Now that switch statement that you wrote needs to be updated to handle the new case, but unless you remembered that it exists or you do some kind of project-wide search for “OfferSpecifier” or something, it’s really easy to forget to change that switch at all and not discover this bug until it’s reported by a user.

But fear not! Another advantage of using a discriminated union is that we can make TypeScript enforce that we handle all the cases in our union, and throw an error if we don’t (or if more cases are added later). We do that by asserting that the type of the union is never inside of the default case of the switch statement.

function myFunc(offerSpecifier: OfferSpecifier) {
switch (offerSpecifier.type) {
7 collapsed lines
case 'draft':
console.log(offerSpecifier.draftOfferId)
break
case 'submitted':
console.log(offerSpecifier.listingId)
console.log(offerSpecifier.offerId)
break
default:
// The next line will throw an error because
// we failed to handle the new 'archived' case
const _exhaustiveCheck: never = offerSpecifier // ERROR!
// Type '{ type: "archived"; foobar: string; }'
// is not assignable to type 'never'.
}
}

The only way that offerSpecifier can be of type never at the end of the switch statement is if every possible valid case has been handled. If a new case is added to the union, then the default case will throw an error because it is no longer exhaustive.

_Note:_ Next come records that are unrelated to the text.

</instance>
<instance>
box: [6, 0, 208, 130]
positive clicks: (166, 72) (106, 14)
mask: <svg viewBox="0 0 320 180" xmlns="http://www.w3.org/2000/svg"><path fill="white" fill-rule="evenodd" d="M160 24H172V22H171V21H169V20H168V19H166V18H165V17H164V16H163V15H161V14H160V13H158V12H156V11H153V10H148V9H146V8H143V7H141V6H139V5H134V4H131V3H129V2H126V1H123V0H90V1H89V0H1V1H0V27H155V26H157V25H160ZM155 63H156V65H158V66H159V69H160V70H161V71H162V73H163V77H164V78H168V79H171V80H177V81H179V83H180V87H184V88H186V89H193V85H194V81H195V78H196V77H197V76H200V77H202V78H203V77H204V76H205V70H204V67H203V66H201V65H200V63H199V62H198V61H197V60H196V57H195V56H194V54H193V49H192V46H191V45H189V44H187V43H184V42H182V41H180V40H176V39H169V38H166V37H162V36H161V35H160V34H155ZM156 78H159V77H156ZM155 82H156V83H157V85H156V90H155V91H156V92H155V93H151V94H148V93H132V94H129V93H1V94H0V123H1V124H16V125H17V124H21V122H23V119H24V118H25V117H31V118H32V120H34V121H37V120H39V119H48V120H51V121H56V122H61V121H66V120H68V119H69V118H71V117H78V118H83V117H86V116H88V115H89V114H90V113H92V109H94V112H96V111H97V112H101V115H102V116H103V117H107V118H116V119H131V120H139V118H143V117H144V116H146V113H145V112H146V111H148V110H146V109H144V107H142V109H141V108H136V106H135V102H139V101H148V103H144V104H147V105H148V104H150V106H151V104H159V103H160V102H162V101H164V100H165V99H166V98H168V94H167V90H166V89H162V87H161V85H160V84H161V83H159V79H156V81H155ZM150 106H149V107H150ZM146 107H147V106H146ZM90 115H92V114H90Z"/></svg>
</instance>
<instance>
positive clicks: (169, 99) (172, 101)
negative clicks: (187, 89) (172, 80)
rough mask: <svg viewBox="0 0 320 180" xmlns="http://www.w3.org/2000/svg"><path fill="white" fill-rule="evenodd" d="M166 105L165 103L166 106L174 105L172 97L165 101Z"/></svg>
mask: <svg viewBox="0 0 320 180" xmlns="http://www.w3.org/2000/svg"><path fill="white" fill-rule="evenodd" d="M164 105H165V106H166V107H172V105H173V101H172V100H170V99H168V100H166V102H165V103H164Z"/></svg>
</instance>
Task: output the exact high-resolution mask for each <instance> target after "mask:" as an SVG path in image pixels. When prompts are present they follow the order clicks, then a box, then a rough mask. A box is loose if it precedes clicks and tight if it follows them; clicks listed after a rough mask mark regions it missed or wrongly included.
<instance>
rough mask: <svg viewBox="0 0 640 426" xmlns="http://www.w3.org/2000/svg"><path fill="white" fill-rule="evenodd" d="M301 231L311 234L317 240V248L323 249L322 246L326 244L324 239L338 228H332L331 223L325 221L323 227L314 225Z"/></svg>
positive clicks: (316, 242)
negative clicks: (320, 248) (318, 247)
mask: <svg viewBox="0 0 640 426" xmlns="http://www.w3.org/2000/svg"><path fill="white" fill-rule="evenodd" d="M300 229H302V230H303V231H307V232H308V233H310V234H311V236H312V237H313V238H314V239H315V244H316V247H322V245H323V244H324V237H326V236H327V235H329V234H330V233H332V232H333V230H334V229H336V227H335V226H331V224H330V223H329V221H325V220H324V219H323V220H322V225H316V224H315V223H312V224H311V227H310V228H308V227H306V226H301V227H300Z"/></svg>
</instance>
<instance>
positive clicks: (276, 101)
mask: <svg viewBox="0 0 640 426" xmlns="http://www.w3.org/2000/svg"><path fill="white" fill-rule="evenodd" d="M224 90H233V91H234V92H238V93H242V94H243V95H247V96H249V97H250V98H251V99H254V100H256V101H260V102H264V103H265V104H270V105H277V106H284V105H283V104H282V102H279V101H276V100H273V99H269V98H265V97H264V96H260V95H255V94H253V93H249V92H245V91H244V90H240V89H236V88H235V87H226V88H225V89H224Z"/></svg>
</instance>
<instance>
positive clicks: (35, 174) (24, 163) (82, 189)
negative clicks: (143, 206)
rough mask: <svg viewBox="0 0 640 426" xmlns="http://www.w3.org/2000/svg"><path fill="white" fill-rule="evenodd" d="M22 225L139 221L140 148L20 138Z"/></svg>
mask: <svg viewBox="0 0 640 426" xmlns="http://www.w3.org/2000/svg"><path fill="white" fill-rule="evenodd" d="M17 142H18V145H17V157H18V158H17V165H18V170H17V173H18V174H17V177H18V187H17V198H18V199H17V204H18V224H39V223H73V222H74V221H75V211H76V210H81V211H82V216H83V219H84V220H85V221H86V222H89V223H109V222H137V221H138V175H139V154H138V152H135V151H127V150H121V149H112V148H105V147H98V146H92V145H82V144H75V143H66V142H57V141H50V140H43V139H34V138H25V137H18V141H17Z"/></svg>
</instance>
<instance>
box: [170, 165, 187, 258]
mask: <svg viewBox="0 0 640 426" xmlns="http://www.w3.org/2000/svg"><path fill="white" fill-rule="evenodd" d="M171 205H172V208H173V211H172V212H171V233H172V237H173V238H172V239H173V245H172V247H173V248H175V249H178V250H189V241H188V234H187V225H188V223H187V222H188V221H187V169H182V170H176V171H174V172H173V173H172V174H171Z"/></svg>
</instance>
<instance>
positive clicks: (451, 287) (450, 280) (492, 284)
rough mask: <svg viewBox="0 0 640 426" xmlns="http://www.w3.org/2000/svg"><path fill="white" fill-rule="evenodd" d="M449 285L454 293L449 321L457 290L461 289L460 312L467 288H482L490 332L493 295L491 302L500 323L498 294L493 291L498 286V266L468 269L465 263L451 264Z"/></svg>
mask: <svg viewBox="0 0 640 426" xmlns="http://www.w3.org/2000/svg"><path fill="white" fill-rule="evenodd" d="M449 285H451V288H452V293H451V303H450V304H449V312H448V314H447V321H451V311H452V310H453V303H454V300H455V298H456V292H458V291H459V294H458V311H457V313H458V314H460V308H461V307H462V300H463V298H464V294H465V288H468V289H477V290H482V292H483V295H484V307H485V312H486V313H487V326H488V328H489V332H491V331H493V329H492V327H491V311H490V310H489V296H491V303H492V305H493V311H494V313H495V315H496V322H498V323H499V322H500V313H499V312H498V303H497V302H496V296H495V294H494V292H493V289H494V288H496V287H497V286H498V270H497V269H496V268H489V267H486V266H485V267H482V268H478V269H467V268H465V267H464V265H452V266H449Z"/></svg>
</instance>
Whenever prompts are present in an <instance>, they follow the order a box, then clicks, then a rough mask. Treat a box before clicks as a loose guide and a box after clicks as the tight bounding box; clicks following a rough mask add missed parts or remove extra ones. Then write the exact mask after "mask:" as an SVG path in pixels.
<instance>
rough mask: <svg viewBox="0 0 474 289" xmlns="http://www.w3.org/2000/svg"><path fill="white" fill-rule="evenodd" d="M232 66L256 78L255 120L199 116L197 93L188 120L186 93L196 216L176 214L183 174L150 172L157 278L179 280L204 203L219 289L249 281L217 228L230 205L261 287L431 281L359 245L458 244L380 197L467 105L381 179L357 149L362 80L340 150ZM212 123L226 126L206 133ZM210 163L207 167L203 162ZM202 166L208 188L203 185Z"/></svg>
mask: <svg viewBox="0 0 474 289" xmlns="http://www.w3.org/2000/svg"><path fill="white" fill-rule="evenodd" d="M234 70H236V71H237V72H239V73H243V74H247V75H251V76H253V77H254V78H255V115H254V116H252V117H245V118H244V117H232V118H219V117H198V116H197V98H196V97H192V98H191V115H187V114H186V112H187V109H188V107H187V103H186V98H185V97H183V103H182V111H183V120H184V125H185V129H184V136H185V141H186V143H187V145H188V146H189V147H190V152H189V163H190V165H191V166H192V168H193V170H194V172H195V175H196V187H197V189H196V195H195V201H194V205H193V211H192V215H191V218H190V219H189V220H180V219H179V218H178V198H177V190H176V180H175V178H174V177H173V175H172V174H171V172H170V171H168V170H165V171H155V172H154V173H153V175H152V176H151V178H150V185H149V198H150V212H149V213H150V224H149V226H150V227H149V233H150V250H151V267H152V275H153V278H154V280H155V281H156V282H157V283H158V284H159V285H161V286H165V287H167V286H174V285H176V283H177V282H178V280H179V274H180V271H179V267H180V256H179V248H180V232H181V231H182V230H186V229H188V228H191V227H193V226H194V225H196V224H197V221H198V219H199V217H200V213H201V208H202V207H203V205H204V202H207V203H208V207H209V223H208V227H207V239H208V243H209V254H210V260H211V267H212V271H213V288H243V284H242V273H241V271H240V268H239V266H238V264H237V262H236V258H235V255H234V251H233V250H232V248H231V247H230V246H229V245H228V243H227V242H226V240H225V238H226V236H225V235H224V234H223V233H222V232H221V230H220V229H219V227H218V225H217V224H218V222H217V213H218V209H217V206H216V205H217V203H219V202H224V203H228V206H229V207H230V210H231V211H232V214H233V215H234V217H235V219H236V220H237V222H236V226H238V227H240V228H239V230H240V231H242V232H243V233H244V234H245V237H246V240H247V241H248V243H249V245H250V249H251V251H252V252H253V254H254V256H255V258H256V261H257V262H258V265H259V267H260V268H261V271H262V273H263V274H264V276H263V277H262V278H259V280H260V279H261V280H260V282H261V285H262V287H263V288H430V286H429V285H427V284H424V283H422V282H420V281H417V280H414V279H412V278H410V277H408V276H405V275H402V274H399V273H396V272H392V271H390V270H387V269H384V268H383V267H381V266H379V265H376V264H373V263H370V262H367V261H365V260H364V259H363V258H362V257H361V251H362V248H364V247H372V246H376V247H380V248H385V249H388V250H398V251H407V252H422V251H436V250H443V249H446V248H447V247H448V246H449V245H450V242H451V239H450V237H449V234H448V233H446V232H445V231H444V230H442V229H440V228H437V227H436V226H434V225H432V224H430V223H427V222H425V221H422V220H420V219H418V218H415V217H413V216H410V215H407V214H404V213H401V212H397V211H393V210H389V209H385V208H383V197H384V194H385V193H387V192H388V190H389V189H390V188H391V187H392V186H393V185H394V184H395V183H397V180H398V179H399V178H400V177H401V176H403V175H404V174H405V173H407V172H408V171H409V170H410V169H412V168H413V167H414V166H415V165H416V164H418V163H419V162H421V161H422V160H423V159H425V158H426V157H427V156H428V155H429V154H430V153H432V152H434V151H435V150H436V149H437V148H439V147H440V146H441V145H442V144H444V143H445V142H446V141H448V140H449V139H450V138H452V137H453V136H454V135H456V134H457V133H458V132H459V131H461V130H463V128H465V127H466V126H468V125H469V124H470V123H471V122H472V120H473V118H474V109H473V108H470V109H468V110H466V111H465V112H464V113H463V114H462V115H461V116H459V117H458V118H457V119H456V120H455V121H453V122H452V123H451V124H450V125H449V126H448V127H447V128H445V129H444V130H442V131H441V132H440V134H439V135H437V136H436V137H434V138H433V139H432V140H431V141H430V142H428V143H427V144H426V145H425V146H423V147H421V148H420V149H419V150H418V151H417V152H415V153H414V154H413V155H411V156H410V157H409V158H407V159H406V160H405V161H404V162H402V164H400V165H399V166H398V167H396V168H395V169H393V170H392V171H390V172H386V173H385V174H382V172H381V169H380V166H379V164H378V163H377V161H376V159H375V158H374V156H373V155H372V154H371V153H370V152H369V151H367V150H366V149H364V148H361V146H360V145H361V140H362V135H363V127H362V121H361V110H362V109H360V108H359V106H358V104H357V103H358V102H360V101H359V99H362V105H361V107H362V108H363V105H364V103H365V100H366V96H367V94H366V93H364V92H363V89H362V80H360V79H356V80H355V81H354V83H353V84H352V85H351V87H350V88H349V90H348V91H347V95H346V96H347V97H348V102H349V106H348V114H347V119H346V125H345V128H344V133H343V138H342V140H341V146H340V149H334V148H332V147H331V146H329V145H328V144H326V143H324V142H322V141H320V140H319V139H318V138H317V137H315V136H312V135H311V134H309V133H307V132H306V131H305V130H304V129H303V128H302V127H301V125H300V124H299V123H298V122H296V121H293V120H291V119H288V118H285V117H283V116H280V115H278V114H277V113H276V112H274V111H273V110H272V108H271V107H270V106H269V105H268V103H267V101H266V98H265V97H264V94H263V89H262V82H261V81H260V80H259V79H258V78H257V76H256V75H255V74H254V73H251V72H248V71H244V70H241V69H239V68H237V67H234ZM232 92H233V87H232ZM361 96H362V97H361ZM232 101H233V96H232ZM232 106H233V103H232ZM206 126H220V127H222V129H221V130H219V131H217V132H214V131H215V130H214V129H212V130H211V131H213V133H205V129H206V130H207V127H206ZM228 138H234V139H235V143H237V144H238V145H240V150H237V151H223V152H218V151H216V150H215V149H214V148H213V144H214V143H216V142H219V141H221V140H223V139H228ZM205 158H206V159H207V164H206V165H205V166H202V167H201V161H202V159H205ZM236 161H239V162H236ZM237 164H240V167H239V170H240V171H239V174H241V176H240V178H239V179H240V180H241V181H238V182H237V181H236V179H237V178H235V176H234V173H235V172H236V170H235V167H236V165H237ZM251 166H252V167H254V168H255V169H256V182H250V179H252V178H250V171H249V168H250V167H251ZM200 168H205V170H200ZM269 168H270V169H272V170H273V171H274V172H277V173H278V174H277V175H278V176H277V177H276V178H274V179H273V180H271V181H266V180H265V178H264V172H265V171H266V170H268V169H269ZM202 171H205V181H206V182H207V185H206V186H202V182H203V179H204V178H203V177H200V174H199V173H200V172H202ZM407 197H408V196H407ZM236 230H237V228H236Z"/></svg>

You can codify this never functionality with an assertNever helper function:

/**
* This function is useful to enforce that you have handled all
* possible cases in a final (default) `switch` or `if-elseif-else`
* check. After all possible cases have been handled, it should be
* of type `never`, in which case passing it to this function will
* not throw an error.
*
* This function throws a TypeScript error at compile time if all
* cases have not been handled and a JS error at runtime if the
* unhandled case is triggered.
*/
function assertNever(x: never): never {
throw new Error('Unexpected value. Should have been never: ' + x)
}
function myFunc(offerSpecifier: OfferSpecifier) {
switch (offerSpecifier.type) {
7 collapsed lines
case 'draft':
console.log(offerSpecifier.draftOfferId)
break
case 'submitted':
console.log(offerSpecifier.listingId)
console.log(offerSpecifier.offerId)
break
default:
return assertNever(offerSpecifier)
}
}

Bonus Tip: Passing Union Props Between Components

I’ve found that the union type is often a group of props that I have to “prop drill”, or pass around to several components or hooks. To avoid having to destructure the props with the in keyword in parent components that don’t even make direct use of them, instead of mixing the union with the rest of the props, it can be helpful to pass around the union in its own object.